Выбрать главу

Бывали случаи, когда первый суд заканчивался оправданием обвиняемого, но он оставался под подозрением без всяких на то улик, и выглядело странным осуждать его на смерть по совокупности двух преступлений, когда он не был уличен в первом. Недоумевая над разрешением этого вопроса, инквизиторы обратились к папе Александру IV, который дал им вполне определенный ответ. Если подозрение по первому делу было тяжелое, ответил он, то следует, «допуская своего рода законную фикцию», рассматривать его как доказательство виновности человека, и поэтому он должен быть осужден. Если же подозрение было легкое, то обвиняемого следует наказать более строго, чем наказываются за преступление в первый раз, но не применять к нему полностью наказаний, положенных для рецидивистов. Кроме того, для установления вторичного преступления достаточно было слабых доказательств: хватало уже того, что обвиняемый вступил в сношения с еретиком или выказал ему дружеское расположение. Это разъяснение неоднократно подтверждалось Александром и его преемниками — с настойчивостью, которая показывает, как много возникало недоразумений на этой почве; но в конце концов осуждение рецидивистов было внесено в каноническое право и стало нерушимым законом.

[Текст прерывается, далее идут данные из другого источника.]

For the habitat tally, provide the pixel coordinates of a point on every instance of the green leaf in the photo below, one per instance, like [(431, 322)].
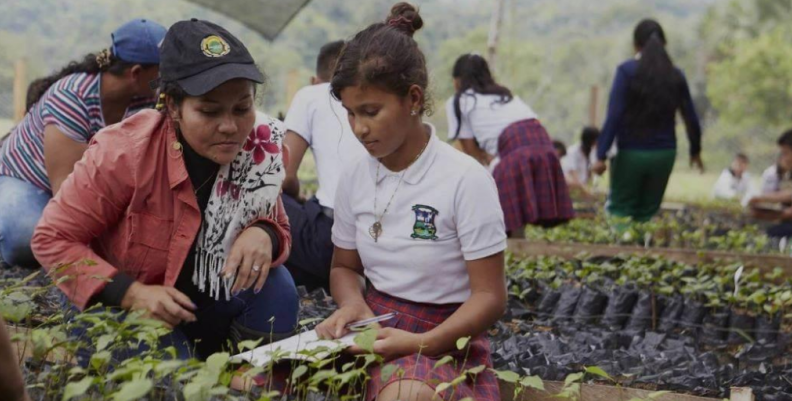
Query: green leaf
[(575, 377), (506, 376), (165, 368), (133, 390), (442, 387), (249, 344), (216, 362), (476, 370), (462, 343), (532, 382), (104, 341), (75, 389), (299, 372), (99, 359), (596, 370), (366, 340), (443, 361), (658, 394), (306, 322), (387, 372)]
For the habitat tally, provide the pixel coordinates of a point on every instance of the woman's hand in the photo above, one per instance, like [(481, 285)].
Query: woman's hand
[(250, 260), (335, 326), (599, 167), (166, 304), (695, 161)]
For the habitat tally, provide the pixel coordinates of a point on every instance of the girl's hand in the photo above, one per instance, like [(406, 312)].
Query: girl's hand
[(250, 260), (335, 326), (393, 344)]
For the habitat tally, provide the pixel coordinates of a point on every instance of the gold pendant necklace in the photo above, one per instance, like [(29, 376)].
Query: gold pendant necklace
[(375, 231)]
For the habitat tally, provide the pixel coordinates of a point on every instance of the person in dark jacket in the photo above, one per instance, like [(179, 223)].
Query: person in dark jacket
[(646, 95)]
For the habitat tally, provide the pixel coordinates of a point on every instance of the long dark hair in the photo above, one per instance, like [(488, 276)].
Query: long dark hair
[(654, 93), (386, 56), (92, 63), (473, 73)]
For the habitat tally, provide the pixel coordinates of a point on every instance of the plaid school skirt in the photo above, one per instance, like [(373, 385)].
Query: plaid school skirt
[(420, 318), (531, 184)]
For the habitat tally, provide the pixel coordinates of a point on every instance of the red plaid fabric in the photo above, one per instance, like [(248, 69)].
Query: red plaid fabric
[(531, 184), (420, 318)]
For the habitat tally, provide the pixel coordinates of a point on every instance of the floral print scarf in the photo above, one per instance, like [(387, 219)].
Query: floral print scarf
[(244, 192)]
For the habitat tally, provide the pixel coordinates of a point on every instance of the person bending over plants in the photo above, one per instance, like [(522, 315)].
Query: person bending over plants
[(777, 205), (181, 206), (420, 221)]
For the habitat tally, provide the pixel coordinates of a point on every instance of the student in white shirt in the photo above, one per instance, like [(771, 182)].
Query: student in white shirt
[(577, 162), (782, 196), (499, 130), (317, 121), (419, 220), (735, 181)]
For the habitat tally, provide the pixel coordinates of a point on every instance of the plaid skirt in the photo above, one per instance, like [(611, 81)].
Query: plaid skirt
[(420, 318), (531, 184)]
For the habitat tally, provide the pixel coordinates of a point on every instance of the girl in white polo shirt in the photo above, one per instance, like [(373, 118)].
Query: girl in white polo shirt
[(419, 220), (501, 131)]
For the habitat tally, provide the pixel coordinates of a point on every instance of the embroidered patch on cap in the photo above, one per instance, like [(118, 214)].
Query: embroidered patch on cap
[(215, 46)]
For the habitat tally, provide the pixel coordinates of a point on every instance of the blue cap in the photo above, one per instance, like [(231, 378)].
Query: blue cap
[(138, 41)]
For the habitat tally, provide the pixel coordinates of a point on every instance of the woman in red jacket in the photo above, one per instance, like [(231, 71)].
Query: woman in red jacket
[(182, 207)]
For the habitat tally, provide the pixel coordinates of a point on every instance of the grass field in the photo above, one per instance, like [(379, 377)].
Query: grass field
[(685, 185)]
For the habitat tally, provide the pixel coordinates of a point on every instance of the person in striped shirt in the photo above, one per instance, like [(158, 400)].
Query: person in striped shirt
[(65, 110)]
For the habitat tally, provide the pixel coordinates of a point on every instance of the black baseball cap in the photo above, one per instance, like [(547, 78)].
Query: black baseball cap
[(200, 56)]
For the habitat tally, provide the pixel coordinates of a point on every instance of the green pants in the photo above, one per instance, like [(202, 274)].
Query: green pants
[(638, 182)]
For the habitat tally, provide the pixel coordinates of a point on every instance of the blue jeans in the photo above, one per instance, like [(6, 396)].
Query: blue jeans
[(21, 206), (271, 314)]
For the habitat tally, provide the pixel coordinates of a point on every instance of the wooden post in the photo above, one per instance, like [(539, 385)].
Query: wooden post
[(742, 394), (494, 34), (594, 106), (20, 89)]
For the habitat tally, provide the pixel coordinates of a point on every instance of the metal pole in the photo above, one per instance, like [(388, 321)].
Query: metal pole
[(494, 34)]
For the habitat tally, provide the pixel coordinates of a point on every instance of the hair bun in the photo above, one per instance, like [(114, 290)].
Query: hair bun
[(405, 17)]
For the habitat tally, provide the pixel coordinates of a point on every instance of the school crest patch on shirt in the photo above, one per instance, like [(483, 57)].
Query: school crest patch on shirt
[(424, 227)]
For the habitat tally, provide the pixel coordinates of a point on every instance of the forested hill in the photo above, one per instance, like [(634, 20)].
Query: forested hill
[(551, 52)]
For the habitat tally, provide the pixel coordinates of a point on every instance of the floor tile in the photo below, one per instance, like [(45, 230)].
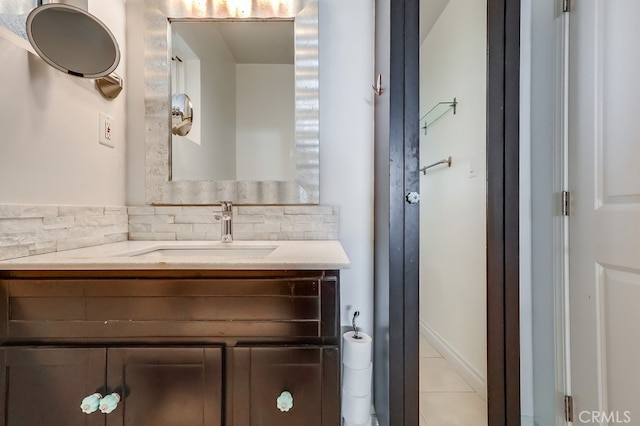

Существовал еще один разряд преступников: те, кто убегал из тюрьмы или небрежно выполнял наложенную на него епитимию. По теории, чистосердечно обратившимися считались кающиеся, «с радостью принявшие епитимию», но, если кто-то из них выполнял ее недостаточно ревностно, считалось, что обращение было неискренним, и это влекло серьезные санкции. На тех, кто был замечен в невыполнении епитимии, смотрели как на рецидивистов. Решительный же отказ выполнить епитимию считался признаком злостной ереси и вел прямо на костер. Валансьенский собор 1248 года постановил, чтобы сначала еретиков усовещивали, но, если и после этого они продолжали упорствовать в своих заблуждениях, с ними следовало поступать самым строгим образом; факт невыполнения епитимии иногда даже вносился в приговор, а нарушители порой приравнивались к клятвопреступникам и нераскаявшимся еретикам. Что же до совершивших побег из тюрьмы, то они считались еретиками-рецидивистами, и их без всякого суда передавали светским властям как первых кандидатов на костер. К рецидивистам причисляли и еретиков, которые обратились в католичество и поклялись выдать всех известных им соумышленников, но не сделали этого.

Сжигание человека только за то, что он верит иначе, чем другие, представляется ныне такой драматической жестокостью и так поражает, что в конце концов в нем стали видеть существенную черту деятельности инквизиции. Но необходимо помнить, что среди других наказаний, налагаемых ее приговорами, костер был сравнительно менее употребителен. Инквизитор Бернар Ги за время своей деятельности в Тулузе (1308–1323 годы) отправил на костер шестьсот тридцать семь еретиков и вынес шестьдесят семь приговоров, по которым сожгли останки умерших. При этом тысячи еретиков были обращены в католичество. Дело в том, что инквизиторы более добивались обращений, разоблачений и конфискаций, чем увеличения числа мучеников. Костры поддерживали в населении ужас, который считали спасительным. Главными же наказаниями инквизиции были тюрьмы, массовые конфискации и унизительные епитимии. Да и само существование невидимой, но всезнающей полиции было сущим адом для пребывающих в постоянном страхе обывателей.

Во время казни, когда собиралась толпа смотреть предсмертную агонию мучеников, инквизиторы, чтобы не смягчить фанатизма зрителей, старались не выказывать к несчастным даже малейшей жалости. Виновного не удушали раньше, чем поджигали дрова, как это практиковалось в позднейшей испанской инквизиции; порох еще не был изобретен, и поэтому еще не обвязывали шею жертвы мешком с порохом, чтобы сократить ее мучения, когда пламя охватит ее. Обычно казнимого еретика привязывали к столбу, возвышавшемуся над грудой дров настолько высоко, чтобы зрители могли видеть все его мучения. Священники сопровождали свою жертву до последней минуты в надежде вырвать, если возможно, заблудшую душу из когтей дьявола; если бедняга не был рецидивистом, он мог еще в последнюю минуту отречься и спасти свое тело. Участникам церемонии строго запрещалось убеждать несчастную жертву умереть без сопротивления, или взойти твердым шагом на эшафот, или мужественно отдать себя в руки палача, ибо, давая подобные советы, они могли ускорить ее конец и тем самым допустить «неправильность». Обыкновенно казнь совершалась в праздничный день, чтобы могло собраться больше народа и зрелище выполнило свою воспитательную функцию, ради которой все и затевалось; из боязни, что жертва вызовет в собравшихся чувства жалости или симпатии, ей часто затыкали рот.